If your dog is picky, you might want to invest in a raised cot, memory foam, self-warming, or orthopedic dog bed. If you live in a hot climate or your dog’s body temperature is on the warmer side, you can get a cooling bed.

Change His Sleeping Location

Putting your dog’s bed in a noisy or busy area will make it harder for him to sleep, hence, promoting scratching. Consider taking the bed to a quieter, darker place where your dog feels less stressed. 

A self-warming hut, pet cot house, or any enclosed bed might make your pet feel more secure and comfortable. So, you can try that, too, if nothing else works. 

Trim Their Nails

Can’t stop your dog from digging into his bed? Trim their nails! 

A manicure will benefit both you and your dog. Trim their nails regularly to minimize the destruction they can cause to their bed, your couch, carpet, or anywhere they like to lie down. 

Trim Their Nails

Trimming nails every three to four weeks is necessary to ensure everyone’s safety. It prevents nail infections and keeps the dog from damaging your floor and furniture. Don’t skip filing the nails if they are still rough after trimming. 

Conclusion – Why Do Dogs Scratch Their Beds Before Lying Down?

There’s nothing much to worry about if your dog’s scratching behavior isn’t obsessive. It is quite natural for them to do so when they are getting ready for bed, and there’s nothing much we can do to stop it. 

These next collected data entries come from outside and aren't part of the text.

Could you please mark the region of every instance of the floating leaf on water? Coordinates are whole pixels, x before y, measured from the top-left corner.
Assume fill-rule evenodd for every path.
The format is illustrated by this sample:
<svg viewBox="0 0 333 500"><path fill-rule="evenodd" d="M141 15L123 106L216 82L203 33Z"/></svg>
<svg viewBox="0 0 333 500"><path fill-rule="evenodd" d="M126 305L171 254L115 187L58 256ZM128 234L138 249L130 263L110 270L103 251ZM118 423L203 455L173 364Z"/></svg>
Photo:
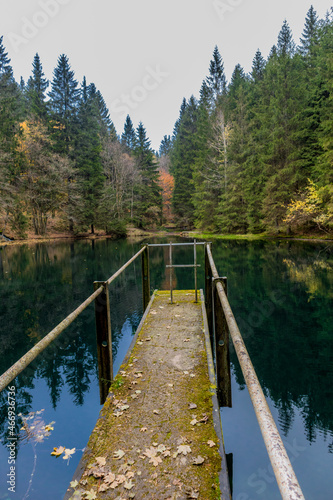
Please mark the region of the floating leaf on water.
<svg viewBox="0 0 333 500"><path fill-rule="evenodd" d="M198 455L194 460L193 460L193 465L201 465L203 464L205 459Z"/></svg>
<svg viewBox="0 0 333 500"><path fill-rule="evenodd" d="M69 460L72 455L74 455L76 451L76 448L72 448L71 450L69 448L65 449L65 455L62 457L64 460Z"/></svg>
<svg viewBox="0 0 333 500"><path fill-rule="evenodd" d="M196 408L198 408L195 403L189 403L188 407L190 410L195 410Z"/></svg>
<svg viewBox="0 0 333 500"><path fill-rule="evenodd" d="M210 448L212 448L213 446L216 446L214 441L212 441L211 439L209 441L207 441L207 444L209 445Z"/></svg>
<svg viewBox="0 0 333 500"><path fill-rule="evenodd" d="M74 489L74 488L76 488L78 485L79 485L79 482L78 482L76 479L75 479L75 481L71 481L71 482L69 483L69 486L70 486L71 488L73 488L73 489Z"/></svg>
<svg viewBox="0 0 333 500"><path fill-rule="evenodd" d="M58 448L53 448L51 455L53 455L54 457L60 457L60 455L62 455L64 451L65 447L59 446Z"/></svg>
<svg viewBox="0 0 333 500"><path fill-rule="evenodd" d="M106 458L105 457L96 457L96 462L98 465L105 465L106 464Z"/></svg>

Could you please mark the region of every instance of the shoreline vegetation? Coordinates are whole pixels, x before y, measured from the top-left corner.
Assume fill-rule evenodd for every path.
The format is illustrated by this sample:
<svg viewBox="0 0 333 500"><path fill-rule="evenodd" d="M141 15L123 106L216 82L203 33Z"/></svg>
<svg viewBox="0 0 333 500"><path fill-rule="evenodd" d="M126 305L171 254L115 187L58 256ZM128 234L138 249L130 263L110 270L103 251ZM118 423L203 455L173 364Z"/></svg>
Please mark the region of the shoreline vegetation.
<svg viewBox="0 0 333 500"><path fill-rule="evenodd" d="M17 238L8 241L3 239L0 234L0 247L7 245L33 245L37 243L53 243L60 241L79 241L79 240L100 240L100 239L120 239L117 235L106 234L103 231L97 231L95 234L82 233L73 235L70 232L50 232L44 236L38 236L30 233L27 238ZM8 236L8 235L7 235ZM180 231L180 230L170 230L170 229L157 229L157 230L143 230L135 227L127 228L127 235L125 236L128 240L145 239L145 238L165 238L165 237L183 237L189 239L201 239L201 240L301 240L301 241L333 241L333 237L330 234L319 234L319 233L304 233L304 234L222 234L222 233L209 233L200 231Z"/></svg>

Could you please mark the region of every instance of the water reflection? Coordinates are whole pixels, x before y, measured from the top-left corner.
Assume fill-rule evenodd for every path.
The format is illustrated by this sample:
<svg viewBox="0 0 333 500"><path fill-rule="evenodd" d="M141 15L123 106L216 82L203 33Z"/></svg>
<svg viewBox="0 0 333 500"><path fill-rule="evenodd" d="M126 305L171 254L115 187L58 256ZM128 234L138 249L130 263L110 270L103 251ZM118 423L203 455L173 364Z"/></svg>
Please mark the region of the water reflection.
<svg viewBox="0 0 333 500"><path fill-rule="evenodd" d="M139 243L110 240L94 244L79 241L2 247L1 373L90 295L93 281L111 276L139 248ZM301 419L308 443L315 443L320 436L331 453L332 248L332 245L320 243L285 241L220 241L213 244L217 269L221 275L228 276L229 300L263 390L277 412L281 432L289 438L293 435L295 422ZM169 289L169 271L165 268L168 251L166 247L150 249L152 289ZM175 248L173 259L175 264L188 264L193 261L193 249ZM203 248L198 249L198 263L201 264L198 286L202 288ZM174 269L173 287L193 289L193 270ZM117 369L142 314L140 260L111 285L110 303ZM232 347L231 363L234 390L245 393L244 379ZM61 420L59 414L69 407L73 415L77 408L83 420L92 406L96 406L97 415L98 403L92 403L93 398L98 399L96 379L94 306L91 305L17 378L17 413L39 410L41 406L36 407L36 404L42 404L46 408L46 419L57 419L57 425L62 427L68 424L63 423L67 421L65 417ZM92 394L92 387L96 396ZM47 390L49 401L45 401L44 396L40 403L38 396L44 390ZM3 444L8 439L6 397L5 392L0 394ZM55 411L58 416L51 416ZM89 418L90 422L96 420L95 414ZM227 428L227 440L231 433L236 433L234 422L237 418L234 415ZM80 425L84 425L83 420ZM75 445L78 423L71 425L68 425L66 440L61 438L54 445L66 442L70 447ZM93 424L89 425L81 432L79 448L87 442ZM66 429L62 432L66 434ZM240 450L228 451L232 451L237 460ZM317 460L324 470L325 456L322 454ZM71 477L69 472L68 477ZM65 489L67 479L64 479ZM41 493L36 499L43 498L43 490L39 488Z"/></svg>

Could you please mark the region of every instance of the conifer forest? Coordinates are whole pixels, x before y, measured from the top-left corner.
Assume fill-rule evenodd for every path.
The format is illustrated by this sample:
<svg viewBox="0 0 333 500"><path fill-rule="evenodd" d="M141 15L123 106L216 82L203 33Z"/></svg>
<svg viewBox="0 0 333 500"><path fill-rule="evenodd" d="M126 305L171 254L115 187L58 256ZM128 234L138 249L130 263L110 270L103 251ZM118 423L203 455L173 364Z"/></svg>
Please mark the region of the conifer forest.
<svg viewBox="0 0 333 500"><path fill-rule="evenodd" d="M225 234L333 229L333 12L313 7L297 44L284 21L265 59L207 61L158 151L128 115L117 133L94 83L65 54L52 81L38 53L27 82L0 37L0 231L118 236L126 226ZM181 81L179 83L181 85ZM193 82L195 87L197 82Z"/></svg>

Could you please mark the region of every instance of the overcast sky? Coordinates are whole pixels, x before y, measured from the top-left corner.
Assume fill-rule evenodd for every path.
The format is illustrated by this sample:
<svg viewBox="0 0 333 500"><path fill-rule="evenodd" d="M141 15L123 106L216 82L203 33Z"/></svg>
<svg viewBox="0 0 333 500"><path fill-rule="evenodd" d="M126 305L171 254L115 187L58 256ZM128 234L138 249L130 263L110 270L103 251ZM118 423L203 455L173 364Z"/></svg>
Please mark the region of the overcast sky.
<svg viewBox="0 0 333 500"><path fill-rule="evenodd" d="M324 17L332 0L314 0ZM118 134L126 114L142 121L158 149L172 134L183 97L199 95L214 46L228 81L246 72L259 48L266 58L284 19L296 43L308 0L0 0L0 36L15 78L27 81L39 53L52 80L58 56L76 79L102 92Z"/></svg>

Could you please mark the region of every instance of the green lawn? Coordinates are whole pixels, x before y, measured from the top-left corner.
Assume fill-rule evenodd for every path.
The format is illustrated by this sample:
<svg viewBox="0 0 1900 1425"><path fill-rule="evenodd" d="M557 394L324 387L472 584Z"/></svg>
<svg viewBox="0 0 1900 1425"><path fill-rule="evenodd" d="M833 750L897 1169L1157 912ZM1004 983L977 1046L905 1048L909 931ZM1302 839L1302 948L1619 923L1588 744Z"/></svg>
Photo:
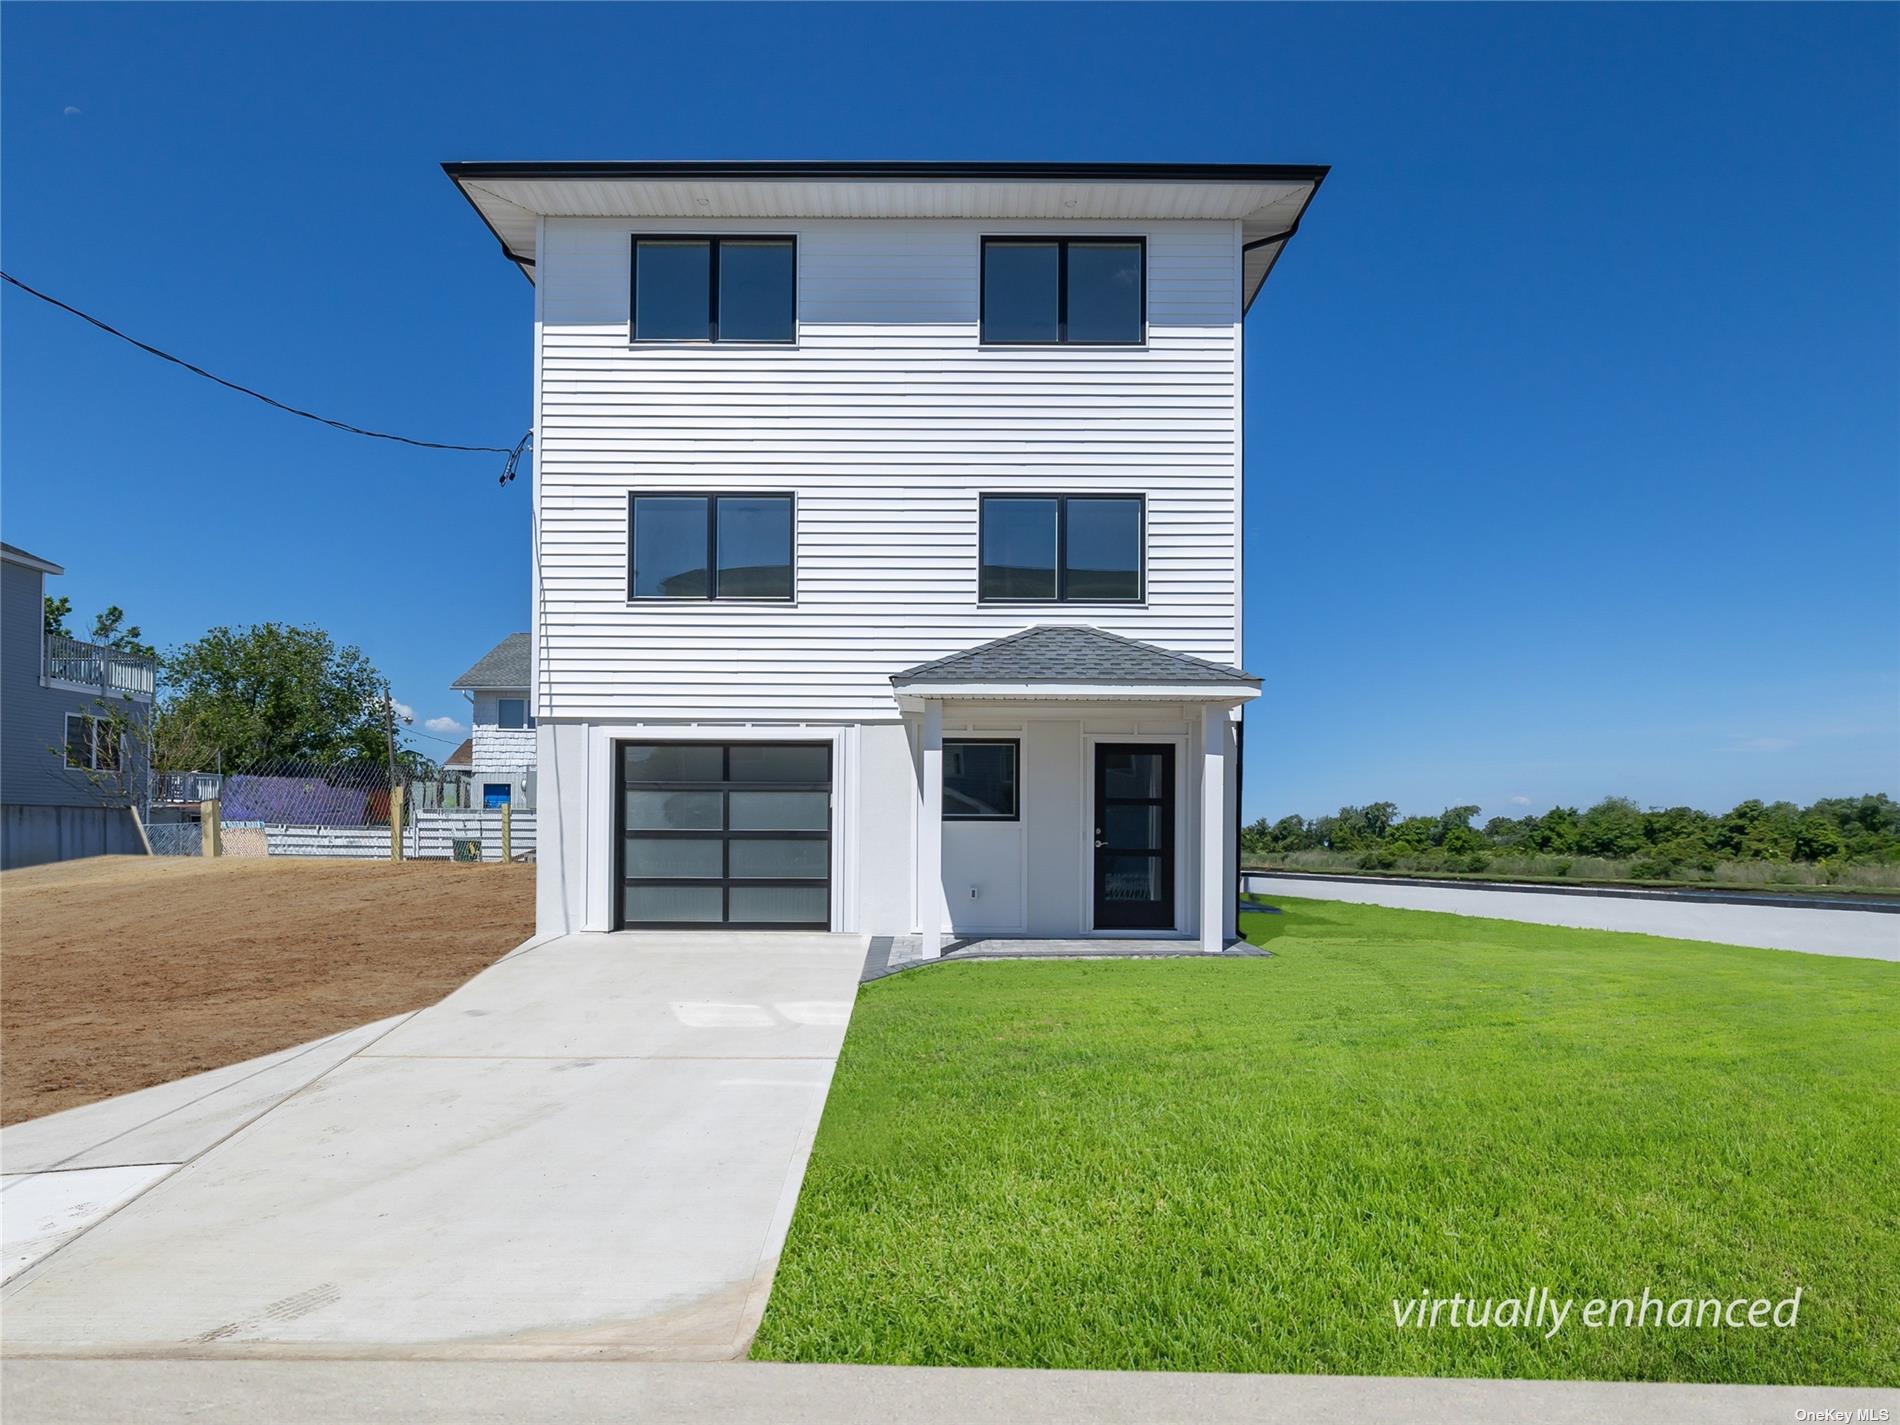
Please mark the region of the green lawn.
<svg viewBox="0 0 1900 1425"><path fill-rule="evenodd" d="M753 1355L1900 1383L1900 967L1277 903L1272 958L867 986ZM1548 1340L1393 1322L1536 1288Z"/></svg>

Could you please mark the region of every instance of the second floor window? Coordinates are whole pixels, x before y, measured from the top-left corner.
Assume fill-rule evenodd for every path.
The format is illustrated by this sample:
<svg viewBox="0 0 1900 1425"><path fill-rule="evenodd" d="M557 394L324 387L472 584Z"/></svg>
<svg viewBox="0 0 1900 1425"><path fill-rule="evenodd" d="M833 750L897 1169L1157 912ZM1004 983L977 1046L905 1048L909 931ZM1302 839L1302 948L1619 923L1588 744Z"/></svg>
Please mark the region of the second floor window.
<svg viewBox="0 0 1900 1425"><path fill-rule="evenodd" d="M628 596L790 599L790 495L629 497Z"/></svg>
<svg viewBox="0 0 1900 1425"><path fill-rule="evenodd" d="M528 700L526 698L495 699L495 725L510 731L533 727L534 719L528 716Z"/></svg>
<svg viewBox="0 0 1900 1425"><path fill-rule="evenodd" d="M797 268L788 237L635 237L633 339L794 341Z"/></svg>
<svg viewBox="0 0 1900 1425"><path fill-rule="evenodd" d="M1140 603L1139 495L985 495L977 597Z"/></svg>
<svg viewBox="0 0 1900 1425"><path fill-rule="evenodd" d="M984 238L985 346L1139 346L1140 238Z"/></svg>

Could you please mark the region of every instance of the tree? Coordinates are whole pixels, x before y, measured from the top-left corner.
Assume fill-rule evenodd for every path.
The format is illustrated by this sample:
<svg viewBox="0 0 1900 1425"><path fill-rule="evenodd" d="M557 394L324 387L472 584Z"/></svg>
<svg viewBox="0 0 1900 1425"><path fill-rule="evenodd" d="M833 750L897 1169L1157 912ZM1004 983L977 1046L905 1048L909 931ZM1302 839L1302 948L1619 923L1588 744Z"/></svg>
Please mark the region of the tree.
<svg viewBox="0 0 1900 1425"><path fill-rule="evenodd" d="M161 767L387 761L382 675L320 628L214 628L166 655L165 672Z"/></svg>
<svg viewBox="0 0 1900 1425"><path fill-rule="evenodd" d="M1577 850L1586 856L1634 856L1643 844L1643 813L1628 797L1605 797L1578 819Z"/></svg>
<svg viewBox="0 0 1900 1425"><path fill-rule="evenodd" d="M1471 829L1471 818L1477 814L1476 807L1446 807L1438 814L1438 826L1432 832L1433 843L1454 856L1484 850L1484 833Z"/></svg>
<svg viewBox="0 0 1900 1425"><path fill-rule="evenodd" d="M1826 861L1847 849L1841 831L1827 817L1810 812L1801 818L1794 834L1794 859Z"/></svg>
<svg viewBox="0 0 1900 1425"><path fill-rule="evenodd" d="M60 602L64 603L65 600ZM98 614L92 621L92 641L103 643L107 648L123 649L127 653L136 653L141 658L158 659L158 650L149 643L139 642L144 633L137 624L120 627L125 623L125 610L117 604L109 604L106 611Z"/></svg>
<svg viewBox="0 0 1900 1425"><path fill-rule="evenodd" d="M46 597L46 631L47 633L52 635L54 638L71 638L73 636L73 631L70 628L66 627L66 620L69 617L71 617L72 611L73 611L73 601L67 598L64 594L61 594L57 599L52 597L52 595L50 594L47 595Z"/></svg>

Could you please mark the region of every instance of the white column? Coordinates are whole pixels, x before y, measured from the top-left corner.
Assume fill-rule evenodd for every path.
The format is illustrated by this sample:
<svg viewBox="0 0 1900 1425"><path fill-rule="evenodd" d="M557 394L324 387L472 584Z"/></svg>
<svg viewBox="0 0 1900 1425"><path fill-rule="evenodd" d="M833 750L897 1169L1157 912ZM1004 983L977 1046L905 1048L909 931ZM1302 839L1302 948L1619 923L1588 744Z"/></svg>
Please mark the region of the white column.
<svg viewBox="0 0 1900 1425"><path fill-rule="evenodd" d="M1227 902L1227 709L1201 709L1201 949L1223 948Z"/></svg>
<svg viewBox="0 0 1900 1425"><path fill-rule="evenodd" d="M917 928L923 957L943 949L943 702L924 700L923 813L917 821Z"/></svg>

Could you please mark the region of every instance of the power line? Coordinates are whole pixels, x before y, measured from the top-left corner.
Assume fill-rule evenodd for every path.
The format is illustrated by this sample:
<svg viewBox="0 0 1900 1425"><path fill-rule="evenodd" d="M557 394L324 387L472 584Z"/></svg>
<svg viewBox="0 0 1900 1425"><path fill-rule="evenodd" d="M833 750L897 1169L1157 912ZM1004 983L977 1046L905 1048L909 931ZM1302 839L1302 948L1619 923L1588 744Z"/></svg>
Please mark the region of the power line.
<svg viewBox="0 0 1900 1425"><path fill-rule="evenodd" d="M236 391L240 396L249 396L254 401L262 401L265 405L283 411L287 415L301 416L307 421L315 421L319 425L331 426L336 430L347 431L351 435L368 436L371 440L393 440L399 445L419 446L423 450L462 450L476 455L505 455L508 457L508 464L501 476L501 483L504 485L515 478L515 465L521 459L522 451L527 448L529 437L534 434L532 431L528 432L527 435L522 436L520 440L516 441L511 449L505 445L455 445L448 441L417 440L414 436L391 435L388 431L380 430L365 430L362 426L351 425L348 421L332 420L329 416L320 416L315 411L300 410L296 406L286 405L275 397L266 396L262 391L253 391L249 386L241 386L236 381L227 381L222 376L215 376L211 372L206 371L202 366L192 365L191 362L186 361L181 356L173 356L169 351L161 351L147 342L140 341L135 336L127 336L110 323L102 322L89 312L82 312L79 308L62 302L57 297L49 296L47 293L40 291L37 287L29 287L10 272L0 272L0 280L4 280L18 287L29 297L38 297L49 306L58 307L62 312L71 313L73 316L78 317L80 321L90 323L92 326L99 328L100 331L105 332L108 336L116 336L120 341L129 342L149 356L156 356L161 361L169 361L174 366L182 366L194 376L202 376L207 381L216 382L226 390Z"/></svg>

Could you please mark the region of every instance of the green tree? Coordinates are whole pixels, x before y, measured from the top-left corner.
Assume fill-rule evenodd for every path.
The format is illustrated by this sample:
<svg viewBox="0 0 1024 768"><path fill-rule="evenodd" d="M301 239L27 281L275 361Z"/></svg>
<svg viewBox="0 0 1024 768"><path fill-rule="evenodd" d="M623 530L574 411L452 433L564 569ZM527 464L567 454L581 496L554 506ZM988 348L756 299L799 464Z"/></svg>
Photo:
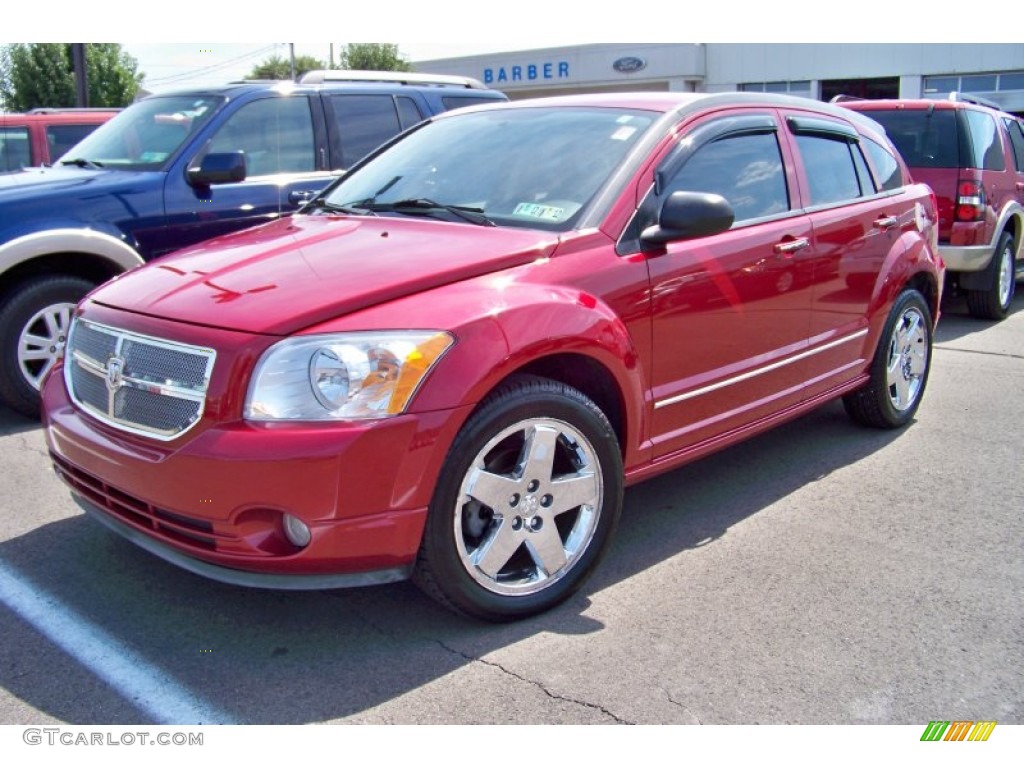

The only time you should be concerned is when the scratching escalates to damaging other things in your home or becomes too obsessive. If that’s the case, we suggest training your dog with positive reinforcement methods and if required seeking a behaviorist.

Other than that, you can try the methods mentioned above to stop your dog from scratching his bed before sleeping. Trim their nails, make sure he’s comfortable, and get them a durable bed!